I've dealt with some border collies who would just stand and bark at you. For some of them, we would turn out back and ignore them until there was a single moment of silence, then click and treat for the silence. They got the idea quickly that no attention when you bark but for being quiet you got rewarded. The trick here is that after they learn it, you should still intermittently reward them for being quiet. 

For another dog our solution was to have him do a long down. He got so bouncy and excited at the front window, he needed to calm down. The owner had him drag a leash in the house (under her supervision) so that she could guide him away and into a down when he started barking. He got a treat for going down and then intermittently. After about a week and a half he figured out the game and when she came in to do the quiet down, he would drop down for his treat. Eventually, all she had to do was ask him to come to her and he would down and get a treat some of the time, but not always. 

You can see all of these end with variable schedule reinforcement so that the dogs continue to be motivated to do the alternative behaviot.
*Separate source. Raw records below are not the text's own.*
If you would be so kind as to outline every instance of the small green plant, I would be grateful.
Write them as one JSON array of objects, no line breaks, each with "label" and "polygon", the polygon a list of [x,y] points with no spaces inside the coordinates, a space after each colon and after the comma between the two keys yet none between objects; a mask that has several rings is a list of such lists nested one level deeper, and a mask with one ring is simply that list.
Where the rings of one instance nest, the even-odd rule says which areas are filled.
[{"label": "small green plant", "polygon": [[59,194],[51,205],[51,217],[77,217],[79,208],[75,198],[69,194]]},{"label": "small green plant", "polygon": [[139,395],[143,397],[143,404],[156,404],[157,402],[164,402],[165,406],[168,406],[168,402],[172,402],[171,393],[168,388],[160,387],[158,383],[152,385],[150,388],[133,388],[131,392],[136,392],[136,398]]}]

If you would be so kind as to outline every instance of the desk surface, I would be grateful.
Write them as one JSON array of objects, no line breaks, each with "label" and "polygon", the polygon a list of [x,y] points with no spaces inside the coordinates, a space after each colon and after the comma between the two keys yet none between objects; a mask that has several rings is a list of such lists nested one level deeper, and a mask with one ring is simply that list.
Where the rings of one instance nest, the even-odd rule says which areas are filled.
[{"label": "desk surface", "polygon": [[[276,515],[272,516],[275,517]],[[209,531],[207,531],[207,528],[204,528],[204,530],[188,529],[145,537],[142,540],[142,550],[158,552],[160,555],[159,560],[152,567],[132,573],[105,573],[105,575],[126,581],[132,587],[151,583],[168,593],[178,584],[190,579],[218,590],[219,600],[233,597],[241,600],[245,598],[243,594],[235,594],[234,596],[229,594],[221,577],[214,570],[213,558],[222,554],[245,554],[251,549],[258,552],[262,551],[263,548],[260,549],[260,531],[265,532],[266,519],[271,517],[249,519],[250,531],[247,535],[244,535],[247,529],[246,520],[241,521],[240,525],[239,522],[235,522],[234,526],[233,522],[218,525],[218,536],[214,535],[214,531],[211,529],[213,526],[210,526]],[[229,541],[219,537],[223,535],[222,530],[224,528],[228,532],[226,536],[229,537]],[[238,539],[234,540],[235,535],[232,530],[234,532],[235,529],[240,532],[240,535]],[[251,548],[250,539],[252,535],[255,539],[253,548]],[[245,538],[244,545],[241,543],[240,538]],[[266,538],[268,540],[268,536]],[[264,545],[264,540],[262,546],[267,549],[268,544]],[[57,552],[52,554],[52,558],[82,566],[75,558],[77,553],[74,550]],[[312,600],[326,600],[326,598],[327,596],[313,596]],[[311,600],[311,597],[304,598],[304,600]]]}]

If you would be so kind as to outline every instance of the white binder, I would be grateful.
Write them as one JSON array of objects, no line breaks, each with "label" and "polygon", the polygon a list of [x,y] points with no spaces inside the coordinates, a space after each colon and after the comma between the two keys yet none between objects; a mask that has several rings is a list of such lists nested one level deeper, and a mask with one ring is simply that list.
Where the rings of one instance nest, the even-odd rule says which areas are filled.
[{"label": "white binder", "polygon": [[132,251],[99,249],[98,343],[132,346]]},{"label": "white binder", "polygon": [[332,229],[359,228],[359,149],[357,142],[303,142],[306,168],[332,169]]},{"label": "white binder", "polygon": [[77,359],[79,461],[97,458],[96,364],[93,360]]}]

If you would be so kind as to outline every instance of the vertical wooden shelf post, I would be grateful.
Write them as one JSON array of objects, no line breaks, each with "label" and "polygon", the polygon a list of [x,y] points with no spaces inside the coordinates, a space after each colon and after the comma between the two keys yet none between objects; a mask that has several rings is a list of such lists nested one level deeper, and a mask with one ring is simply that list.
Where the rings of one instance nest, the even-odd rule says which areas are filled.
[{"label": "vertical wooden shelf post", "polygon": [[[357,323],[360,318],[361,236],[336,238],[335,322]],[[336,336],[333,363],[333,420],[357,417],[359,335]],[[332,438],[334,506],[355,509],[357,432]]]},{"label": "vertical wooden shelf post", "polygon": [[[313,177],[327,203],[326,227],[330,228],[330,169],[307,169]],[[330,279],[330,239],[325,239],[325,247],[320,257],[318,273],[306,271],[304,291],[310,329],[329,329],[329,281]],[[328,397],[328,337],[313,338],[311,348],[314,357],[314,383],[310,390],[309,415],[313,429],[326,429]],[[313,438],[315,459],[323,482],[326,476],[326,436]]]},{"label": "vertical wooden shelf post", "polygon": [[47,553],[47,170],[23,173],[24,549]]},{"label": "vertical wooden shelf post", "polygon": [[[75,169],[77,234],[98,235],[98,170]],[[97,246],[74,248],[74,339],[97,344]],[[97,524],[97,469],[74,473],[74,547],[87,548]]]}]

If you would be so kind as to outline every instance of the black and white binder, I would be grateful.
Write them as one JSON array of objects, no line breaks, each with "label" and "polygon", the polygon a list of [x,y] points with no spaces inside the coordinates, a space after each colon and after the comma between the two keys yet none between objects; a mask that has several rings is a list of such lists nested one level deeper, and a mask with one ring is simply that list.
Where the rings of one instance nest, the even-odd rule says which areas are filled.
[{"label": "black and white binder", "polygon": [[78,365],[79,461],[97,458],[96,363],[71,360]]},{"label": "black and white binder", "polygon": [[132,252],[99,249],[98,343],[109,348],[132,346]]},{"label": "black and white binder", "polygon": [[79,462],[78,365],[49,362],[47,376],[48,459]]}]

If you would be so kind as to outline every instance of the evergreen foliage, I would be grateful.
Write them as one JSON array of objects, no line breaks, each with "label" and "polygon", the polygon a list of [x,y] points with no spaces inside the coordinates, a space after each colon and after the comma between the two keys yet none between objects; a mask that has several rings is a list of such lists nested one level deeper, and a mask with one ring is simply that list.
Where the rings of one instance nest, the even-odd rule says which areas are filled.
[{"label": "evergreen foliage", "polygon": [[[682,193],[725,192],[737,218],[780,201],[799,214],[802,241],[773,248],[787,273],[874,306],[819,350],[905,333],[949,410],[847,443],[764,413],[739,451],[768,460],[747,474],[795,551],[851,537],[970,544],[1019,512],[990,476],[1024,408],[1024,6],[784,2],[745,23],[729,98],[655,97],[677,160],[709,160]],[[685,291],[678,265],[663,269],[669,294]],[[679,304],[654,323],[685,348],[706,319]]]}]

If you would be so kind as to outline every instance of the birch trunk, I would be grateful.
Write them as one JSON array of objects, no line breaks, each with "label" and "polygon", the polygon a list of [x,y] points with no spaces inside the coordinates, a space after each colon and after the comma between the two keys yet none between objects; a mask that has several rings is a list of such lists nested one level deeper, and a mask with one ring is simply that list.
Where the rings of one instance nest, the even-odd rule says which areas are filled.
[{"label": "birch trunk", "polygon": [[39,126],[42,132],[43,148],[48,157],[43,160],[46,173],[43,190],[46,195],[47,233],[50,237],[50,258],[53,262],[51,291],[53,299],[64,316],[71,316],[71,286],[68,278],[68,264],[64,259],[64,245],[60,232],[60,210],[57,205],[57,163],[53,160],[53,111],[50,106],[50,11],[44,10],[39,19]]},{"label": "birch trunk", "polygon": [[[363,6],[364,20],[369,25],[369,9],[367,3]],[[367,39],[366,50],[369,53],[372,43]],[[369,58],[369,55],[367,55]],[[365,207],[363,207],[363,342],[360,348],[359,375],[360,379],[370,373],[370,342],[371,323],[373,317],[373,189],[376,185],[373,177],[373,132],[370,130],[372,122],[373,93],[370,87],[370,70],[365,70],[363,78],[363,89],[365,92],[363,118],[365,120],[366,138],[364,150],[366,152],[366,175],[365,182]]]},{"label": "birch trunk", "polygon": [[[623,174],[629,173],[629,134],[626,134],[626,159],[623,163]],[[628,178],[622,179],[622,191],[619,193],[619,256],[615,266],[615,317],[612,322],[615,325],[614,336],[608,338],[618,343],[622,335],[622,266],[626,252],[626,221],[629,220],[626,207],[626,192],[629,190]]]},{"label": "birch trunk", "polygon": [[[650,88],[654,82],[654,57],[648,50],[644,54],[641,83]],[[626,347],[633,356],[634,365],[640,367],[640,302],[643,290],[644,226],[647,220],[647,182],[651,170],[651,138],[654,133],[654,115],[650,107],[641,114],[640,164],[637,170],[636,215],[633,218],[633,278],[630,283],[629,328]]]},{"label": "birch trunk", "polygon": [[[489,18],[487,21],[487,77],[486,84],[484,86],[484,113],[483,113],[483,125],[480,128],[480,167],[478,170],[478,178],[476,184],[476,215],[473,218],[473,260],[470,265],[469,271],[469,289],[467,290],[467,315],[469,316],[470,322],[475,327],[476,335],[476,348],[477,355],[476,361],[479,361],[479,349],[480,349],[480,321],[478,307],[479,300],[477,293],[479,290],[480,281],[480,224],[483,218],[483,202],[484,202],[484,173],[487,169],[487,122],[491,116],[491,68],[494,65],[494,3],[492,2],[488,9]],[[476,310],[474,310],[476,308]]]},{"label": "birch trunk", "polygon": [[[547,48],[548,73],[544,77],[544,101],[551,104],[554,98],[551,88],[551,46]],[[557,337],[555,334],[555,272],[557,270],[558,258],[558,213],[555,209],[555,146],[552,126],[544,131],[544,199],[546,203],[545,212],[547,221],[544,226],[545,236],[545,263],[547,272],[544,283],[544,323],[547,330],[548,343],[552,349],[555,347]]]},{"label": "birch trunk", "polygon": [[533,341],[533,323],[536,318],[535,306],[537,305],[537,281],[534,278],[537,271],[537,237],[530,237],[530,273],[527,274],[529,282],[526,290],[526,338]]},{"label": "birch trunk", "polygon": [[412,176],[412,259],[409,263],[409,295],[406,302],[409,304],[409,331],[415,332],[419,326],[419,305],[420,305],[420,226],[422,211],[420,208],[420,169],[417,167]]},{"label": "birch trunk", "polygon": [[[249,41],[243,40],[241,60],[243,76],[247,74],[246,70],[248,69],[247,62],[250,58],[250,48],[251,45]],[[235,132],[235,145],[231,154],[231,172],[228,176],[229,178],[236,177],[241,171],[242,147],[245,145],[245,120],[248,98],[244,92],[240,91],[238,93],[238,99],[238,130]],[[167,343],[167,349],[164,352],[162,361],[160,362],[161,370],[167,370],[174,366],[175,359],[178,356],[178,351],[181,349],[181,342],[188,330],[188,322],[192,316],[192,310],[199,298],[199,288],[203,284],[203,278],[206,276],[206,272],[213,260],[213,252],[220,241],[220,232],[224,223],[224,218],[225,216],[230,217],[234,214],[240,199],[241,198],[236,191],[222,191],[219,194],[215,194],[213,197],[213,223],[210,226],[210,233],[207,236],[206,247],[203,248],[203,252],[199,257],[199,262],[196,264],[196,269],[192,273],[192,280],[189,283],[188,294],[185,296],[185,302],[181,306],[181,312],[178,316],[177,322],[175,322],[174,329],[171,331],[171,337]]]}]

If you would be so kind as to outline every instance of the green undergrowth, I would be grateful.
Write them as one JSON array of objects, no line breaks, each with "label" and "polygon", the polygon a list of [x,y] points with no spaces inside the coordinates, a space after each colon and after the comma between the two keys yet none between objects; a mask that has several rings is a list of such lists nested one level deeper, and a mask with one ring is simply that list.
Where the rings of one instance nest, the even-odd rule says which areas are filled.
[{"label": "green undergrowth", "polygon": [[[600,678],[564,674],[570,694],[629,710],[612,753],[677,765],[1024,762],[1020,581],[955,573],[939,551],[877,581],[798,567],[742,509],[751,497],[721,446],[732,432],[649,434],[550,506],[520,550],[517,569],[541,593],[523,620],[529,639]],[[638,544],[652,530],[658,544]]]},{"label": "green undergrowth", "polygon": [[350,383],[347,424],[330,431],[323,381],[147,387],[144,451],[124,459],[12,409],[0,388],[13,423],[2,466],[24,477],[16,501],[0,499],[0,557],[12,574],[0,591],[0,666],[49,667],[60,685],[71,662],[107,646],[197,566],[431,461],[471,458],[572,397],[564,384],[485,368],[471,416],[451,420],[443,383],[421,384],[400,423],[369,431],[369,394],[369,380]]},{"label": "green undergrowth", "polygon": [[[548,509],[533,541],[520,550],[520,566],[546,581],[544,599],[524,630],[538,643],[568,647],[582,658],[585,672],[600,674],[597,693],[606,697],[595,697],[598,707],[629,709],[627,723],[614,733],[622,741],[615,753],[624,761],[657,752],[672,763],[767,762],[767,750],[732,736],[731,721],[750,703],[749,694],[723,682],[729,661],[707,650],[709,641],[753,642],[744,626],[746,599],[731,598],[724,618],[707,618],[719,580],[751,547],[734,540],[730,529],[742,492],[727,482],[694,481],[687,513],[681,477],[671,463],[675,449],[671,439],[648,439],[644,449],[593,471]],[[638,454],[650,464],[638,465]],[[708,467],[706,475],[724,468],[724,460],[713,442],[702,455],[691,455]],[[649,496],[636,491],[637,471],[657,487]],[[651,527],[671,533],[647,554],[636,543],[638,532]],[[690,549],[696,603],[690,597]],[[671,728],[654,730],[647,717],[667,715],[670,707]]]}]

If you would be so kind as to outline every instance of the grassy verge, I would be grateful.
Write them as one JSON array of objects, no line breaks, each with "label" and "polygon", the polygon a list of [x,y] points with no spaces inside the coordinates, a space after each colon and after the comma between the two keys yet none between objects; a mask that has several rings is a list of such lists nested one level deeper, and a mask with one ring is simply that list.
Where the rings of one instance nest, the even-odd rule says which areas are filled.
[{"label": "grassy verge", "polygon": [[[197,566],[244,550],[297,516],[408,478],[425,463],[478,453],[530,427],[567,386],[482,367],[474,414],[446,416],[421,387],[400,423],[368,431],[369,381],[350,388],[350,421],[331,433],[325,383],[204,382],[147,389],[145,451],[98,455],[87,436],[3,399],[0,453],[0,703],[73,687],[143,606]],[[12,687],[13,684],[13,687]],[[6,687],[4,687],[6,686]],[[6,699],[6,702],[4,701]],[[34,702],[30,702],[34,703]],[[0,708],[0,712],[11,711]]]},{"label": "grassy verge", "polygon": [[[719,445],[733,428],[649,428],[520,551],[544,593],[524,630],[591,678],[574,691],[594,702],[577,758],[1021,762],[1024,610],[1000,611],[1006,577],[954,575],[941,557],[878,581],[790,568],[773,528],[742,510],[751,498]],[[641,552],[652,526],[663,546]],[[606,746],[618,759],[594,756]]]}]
In all of them, the idea is to interupt barking with something that is more rewarding. 

For dogs who find barking in itself rewarding, you may have to find a great treat or game that they really, really love and that may take some thinking on your part.


----------



## Sisses Momma (Dec 29, 2004)

I read your post JMM, my only comment is this.......and someone told Bellas Mummy that the Maltese were stupid ?? Sounds to me like they are pretty darn smart!! Thanks for the great advice you always give, I have learned a lot from you...


----------



## Chelsey (Dec 17, 2004)

> _Originally posted by JMM_@Jan 27 2005, 04:23 PM
> *What do you do when he barks?
> 
> I basically started by when the dogs barked I would call them away from the front of the house where they were barking for a treat and we would do some obedience for more treats. The idea was to interupt the barking. After a few times, the moment I called they would all come rushing to find me where ever I was. Now every once in a while I give them a treat so that they will continue to do it.
> ...


[/QUOTE]

Thanks for the information.
We are going to have to practice ringing the door bell on the weekend... because when the door bell rings chester goes crazy. He does not stop barking unless i pick him up and open the door. He is a very picky eater and not even treats will change his attention from his goal of barking... We have tryied telling him to laydown... as I heard or read somewhere that dogs can not bark when they are laying down.. but he does not lishen to us once he is in motion... ignoring him does not help the cause.

I have even tried wishpering quiet to him .

I guess we will have to take off a weekend for him an nip this in the butt
he is now 2.5 years old ... I don't mind him barking .. I would just like him to stop when we tell him it is enough.


----------